Council approved the appointment of Kristy L. Hardy  to parks and recreation board.

“My husband and I both grew up in St. Louis and are raising our three kids here,” Hardy wrote in a letter requesting the appointment. “I am the supervisor of the deposit operations department at Mercantile Bank of Michigan. I have been with the bank for going on 15 years this summer. I am a committed person. When I am passionate about something I like to go all in. Our family enjoys going for walks and frequently visiting the many parks we have in our small town. It’s amazing how many hidden gems we have in our city. I would enjoy being part of the board to give back to my community. I want to get more involved with keeping our town beautiful and the parks up to date for our children (not just mine) to play at and be safe.”

Greenland Place Apartments

Council voted to deny a request from Greenland Place Apartments (on Michigan Avenue just south of M-46) to renew a tax break that was granted in 2003.

“if they wanted a 30-year PILOT on that in lieu of taxes that should have been set up to begin with,” Giles said.

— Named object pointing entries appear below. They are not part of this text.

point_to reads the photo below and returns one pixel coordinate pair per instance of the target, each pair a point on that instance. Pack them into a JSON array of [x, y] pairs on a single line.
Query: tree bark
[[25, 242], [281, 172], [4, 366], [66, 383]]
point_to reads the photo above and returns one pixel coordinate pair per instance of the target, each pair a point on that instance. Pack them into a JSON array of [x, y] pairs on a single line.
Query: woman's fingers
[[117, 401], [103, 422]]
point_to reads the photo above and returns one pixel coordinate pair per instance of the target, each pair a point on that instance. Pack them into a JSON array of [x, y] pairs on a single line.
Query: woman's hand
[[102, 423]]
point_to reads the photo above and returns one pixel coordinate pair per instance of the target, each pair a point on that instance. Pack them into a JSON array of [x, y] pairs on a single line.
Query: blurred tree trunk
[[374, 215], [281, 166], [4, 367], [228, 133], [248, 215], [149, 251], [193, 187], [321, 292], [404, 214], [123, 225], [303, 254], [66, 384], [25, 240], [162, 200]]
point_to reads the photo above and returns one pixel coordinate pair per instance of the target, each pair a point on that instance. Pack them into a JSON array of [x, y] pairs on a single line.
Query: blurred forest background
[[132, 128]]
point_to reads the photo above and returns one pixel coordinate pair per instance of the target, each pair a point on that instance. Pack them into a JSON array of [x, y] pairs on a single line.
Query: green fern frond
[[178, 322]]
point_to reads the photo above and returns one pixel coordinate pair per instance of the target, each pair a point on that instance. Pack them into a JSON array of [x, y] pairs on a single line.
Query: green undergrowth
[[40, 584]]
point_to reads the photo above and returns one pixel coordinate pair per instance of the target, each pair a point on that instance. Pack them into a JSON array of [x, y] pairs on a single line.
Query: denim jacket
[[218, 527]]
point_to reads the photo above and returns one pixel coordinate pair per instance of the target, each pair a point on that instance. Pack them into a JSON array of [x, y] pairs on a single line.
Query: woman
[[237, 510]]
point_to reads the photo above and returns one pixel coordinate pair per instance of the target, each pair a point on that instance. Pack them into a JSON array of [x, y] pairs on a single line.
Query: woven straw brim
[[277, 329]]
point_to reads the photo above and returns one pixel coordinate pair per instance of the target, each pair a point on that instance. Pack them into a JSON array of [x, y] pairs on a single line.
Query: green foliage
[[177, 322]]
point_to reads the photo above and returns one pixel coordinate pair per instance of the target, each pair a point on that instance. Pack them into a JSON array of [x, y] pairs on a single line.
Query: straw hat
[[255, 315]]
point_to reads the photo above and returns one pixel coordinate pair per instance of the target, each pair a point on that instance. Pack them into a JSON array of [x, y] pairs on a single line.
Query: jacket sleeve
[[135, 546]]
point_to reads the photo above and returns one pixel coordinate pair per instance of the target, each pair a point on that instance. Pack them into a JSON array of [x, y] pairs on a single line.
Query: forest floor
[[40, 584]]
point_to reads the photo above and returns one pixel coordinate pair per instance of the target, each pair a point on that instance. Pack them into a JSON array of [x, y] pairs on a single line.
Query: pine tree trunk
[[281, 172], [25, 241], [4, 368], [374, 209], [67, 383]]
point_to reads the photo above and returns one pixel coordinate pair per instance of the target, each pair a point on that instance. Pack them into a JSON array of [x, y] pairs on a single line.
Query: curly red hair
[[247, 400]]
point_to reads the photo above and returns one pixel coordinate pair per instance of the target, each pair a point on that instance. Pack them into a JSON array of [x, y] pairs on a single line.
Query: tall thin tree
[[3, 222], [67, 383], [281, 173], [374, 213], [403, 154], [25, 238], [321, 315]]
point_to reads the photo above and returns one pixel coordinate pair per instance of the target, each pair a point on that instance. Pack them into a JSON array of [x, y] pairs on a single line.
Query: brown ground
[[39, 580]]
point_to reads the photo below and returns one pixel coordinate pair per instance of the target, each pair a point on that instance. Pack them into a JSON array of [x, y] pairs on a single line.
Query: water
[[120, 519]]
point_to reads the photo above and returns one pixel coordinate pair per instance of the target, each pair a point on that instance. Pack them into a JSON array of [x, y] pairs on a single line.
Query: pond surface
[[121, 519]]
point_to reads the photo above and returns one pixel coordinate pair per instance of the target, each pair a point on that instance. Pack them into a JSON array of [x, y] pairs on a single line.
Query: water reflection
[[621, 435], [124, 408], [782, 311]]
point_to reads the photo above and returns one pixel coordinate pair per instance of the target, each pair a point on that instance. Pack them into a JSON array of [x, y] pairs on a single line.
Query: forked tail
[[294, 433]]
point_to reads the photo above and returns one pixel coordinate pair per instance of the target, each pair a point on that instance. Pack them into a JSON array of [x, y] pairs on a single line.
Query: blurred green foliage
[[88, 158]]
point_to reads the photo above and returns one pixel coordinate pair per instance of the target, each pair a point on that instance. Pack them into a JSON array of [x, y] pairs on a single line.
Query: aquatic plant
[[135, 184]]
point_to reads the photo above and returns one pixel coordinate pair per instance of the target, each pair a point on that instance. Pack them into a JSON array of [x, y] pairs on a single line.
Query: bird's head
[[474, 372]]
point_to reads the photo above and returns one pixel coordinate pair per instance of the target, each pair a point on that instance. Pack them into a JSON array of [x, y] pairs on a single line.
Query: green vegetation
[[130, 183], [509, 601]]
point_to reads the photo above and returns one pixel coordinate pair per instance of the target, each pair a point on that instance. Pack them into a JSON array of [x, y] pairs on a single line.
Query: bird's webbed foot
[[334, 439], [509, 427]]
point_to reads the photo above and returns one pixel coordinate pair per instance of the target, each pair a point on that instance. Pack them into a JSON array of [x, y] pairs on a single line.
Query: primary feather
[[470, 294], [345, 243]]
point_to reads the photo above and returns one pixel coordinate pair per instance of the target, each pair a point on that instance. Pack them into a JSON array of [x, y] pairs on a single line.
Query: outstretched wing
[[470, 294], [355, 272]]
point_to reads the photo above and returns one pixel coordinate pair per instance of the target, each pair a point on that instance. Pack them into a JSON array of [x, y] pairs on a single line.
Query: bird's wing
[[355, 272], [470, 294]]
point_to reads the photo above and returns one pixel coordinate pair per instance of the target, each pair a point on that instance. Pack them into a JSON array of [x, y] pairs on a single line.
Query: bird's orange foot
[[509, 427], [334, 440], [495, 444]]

Mayor Kelly added: “When we agreed to 15 years I was on the council, and I thought we were more than generous, and I don’t see extending it.”

Who’s running?

There are two open seats on the city council this year, as Jerry Church and Melissa A. Allen have chosen not to seek reelection.

If you would like to get your name on the ballot you can pick up petitions at city hall. You will need 26 signatures of registered voters who live in the city on your petition to get on the ballot. However, City Clerk Mari Anne Ryder recommends getting 30 signatures to be safe, as some may turn out to live outside the city limits or not be registered voters.

The filing deadline is 4 p.m. Tuesday, April 23.

To date, Bill Leonard, 73, Don Dean, 70, and this reporter, 59, have pulled petitions.

The position of mayor is on the ballot this year, too. Mayor James C. Kelly is running for re-election, so far unopposed.

Council members are paid $700 per year and $35 per meeting.